Republicans offer gas-price relief
WASHINGTON – Fearing public ire over rising gasoline prices, Republicans on Thursday unveiled a sweeping – if politically impractical – package of measures to give consumers some relief, including a proposed $100 taxpayer rebate.
Democrats derided the Republican proposal as insincere, noting that it incorporates ideas already introduced by Democrats and contains provisions sure to torpedo Senate passage, including a measure to open the Arctic National Wildlife Refuge to drilling that has been voted down repeatedly.
Joining the rebate with the controversial drilling is not “a sincere effort,” said Sen. Debbie Stabenow, D-Mich., author of an earlier proposal for a $500 taxpayer rebate. “I think that they understand that they are in trouble.”
With emotions running high on both sides, a Democratic senator even staged a five-hour filibuster, refusing to leave the Senate floor in an effort to force oil companies to pay more in royalties to drill for oil on public lands. “Government subsidies may be needed when the price is low, when we have to simulate production,” said Sen. Ron Wyden, D-Ore. “But billions of dollars of royalty relief for oil companies are not needed at a time when prices are soaring to record-high levels.”
By the end of the day, the two parties essentially played to a draw – neither the rebate idea nor Democratic proposals appear to have much chance of becoming law. But the political theatrics showed that in the face of rising prices at the pump, each party hopes to direct the public anger toward the opposition.
At an outdoor news conference with the Capitol dome as a backdrop, Republicans blamed the current gas price crisis on Democrats, who they said have blocked measures to increase oil production, including arctic drilling.
“Those who stand up and criticize for high gas prices and suggest that somehow or another that the blame is upon those of us who had been pushing for increased supply of energy in this country, I think they need to look in the mirror,” said Sen. Rick Santorum, R-Pa., chairman of a Republican task force on energy that drew up the proposal. “(Democrats) are the ones who have simply blocked every attempt for us to build transmission networks, whether it’s electric transmission networks, or whether it’s oil and gas networks, or whether it’s energy generating, or whether it’s oil and gas production.”

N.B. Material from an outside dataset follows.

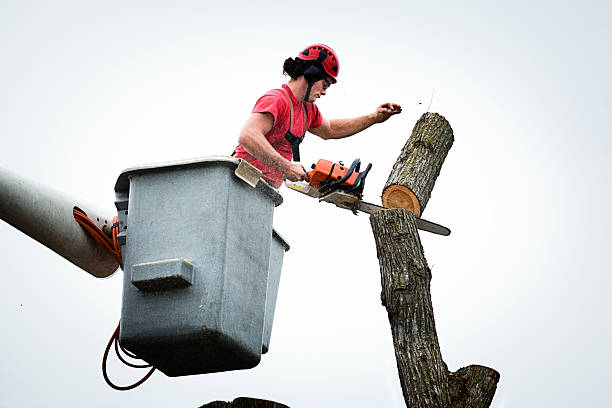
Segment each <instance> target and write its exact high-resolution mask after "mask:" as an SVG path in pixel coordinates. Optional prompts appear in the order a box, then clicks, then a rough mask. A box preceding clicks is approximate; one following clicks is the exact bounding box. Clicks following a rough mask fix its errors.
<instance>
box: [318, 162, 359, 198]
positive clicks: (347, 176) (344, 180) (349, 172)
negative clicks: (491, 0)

Democrats blamed the high prices on Republicans, who they accused of being too cozy with large oil companies and too eager to pass out tax breaks to them. They described the rebate as a meaningless gesture, arguing it would wind up in oil company coffers anyway since consumers would use it to buy gasoline.
“It is disappointing that neither sky-rocketing gas prices nor obscene oil company profits can break the bond between Bush Republicans and Big Oil,” said Democratic leader Sen. Harry Reid, D-Nev. “Americans are struggling to pay the rising cost of gas, and they are not interested in handouts to help oil companies make more money by letting them drill in wildlife refuges.”
The high prices – above the $3-a-gallon mark in many regions of the country – are the result of a confluence of forces that have constricted supply and experts say few of the measures under discussion on Capitol Hill would have much effect.
“Unfortunately, there’s nothing, really, that can be done that’s going to affect energy prices or gasoline prices in the very short run,” Federal Reserve Chairman Ben Bernanke told lawmakers at a hearing Thursday.
Many Republicans, including the president, have previously opposed raising fuel efficiency requirements, known as CAFE standards. But on Thursday, President Bush endorsed the idea.
“One idea is to give me a capacity to raise CAFE standards on automobiles,” President Bush said at a gas station in Biloxi, Miss. “I encourage them to give me that authority. It’s authority that I use for light trucks. And I intend to use it wisely if Congress would give me that authority.”